JuliaML / MLUtils.jl

Utilities and abstractions for Machine Learning tasks
MIT License
107 stars 20 forks source link

Un-documented behaviour of `splitobs(...; at=1)` #166

Open mcabbott opened 11 months ago

mcabbott commented 11 months ago

The keyword at is described as a proportion, but secretly has quite different behaviour when it's an integer. IMO it would be clearest if these had distinct names, but if both are called at, the two paths should both be clearly documented.

julia> splitobs(100, at=1.0)
(1:100, 101:100)

julia> splitobs(100, at=1)
(1:1, 2:100)

help?> splitobs
search: splitobs splitext splitdir split split_rest splitpath splitdrive splice! splat rsplit

  splitobs(n::Int; at) -> Tuple

  Compute the indices for two or more disjoint subsets of the range 1:n with splits given by at.

  Examples
  ≡≡≡≡≡≡≡≡

  julia> splitobs(100, at=0.7)
  (1:70, 71:100)

  julia> splitobs(100, at=(0.1, 0.4))
  (1:10, 11:50, 51:100)

  ────────────────────────────────────────────────────────────────────────────────────────────────

  splitobs(data; at, shuffle=false) -> Tuple

  Split the data into multiple subsets proportional to the value(s) of at.

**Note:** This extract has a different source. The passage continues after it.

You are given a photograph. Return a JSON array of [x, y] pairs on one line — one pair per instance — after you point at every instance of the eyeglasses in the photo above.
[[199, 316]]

  If shuffle=true, randomly permute the observations before splitting.

  Supports any datatype implementing the numobs and getobs interfaces.

  Examples
  ≡≡≡≡≡≡≡≡

  # A 70%-30% split
  train, test = splitobs(X, at=0.7)

  # A 50%-30%-20% split
  train, val, test = splitobs(X, at=(0.5, 0.3))

  # A 70%-30% split with multiple arrays and shuffling
  train, test = splitobs((X, y), at=0.7, shuffle=true)
  Xtrain, Ytrain = train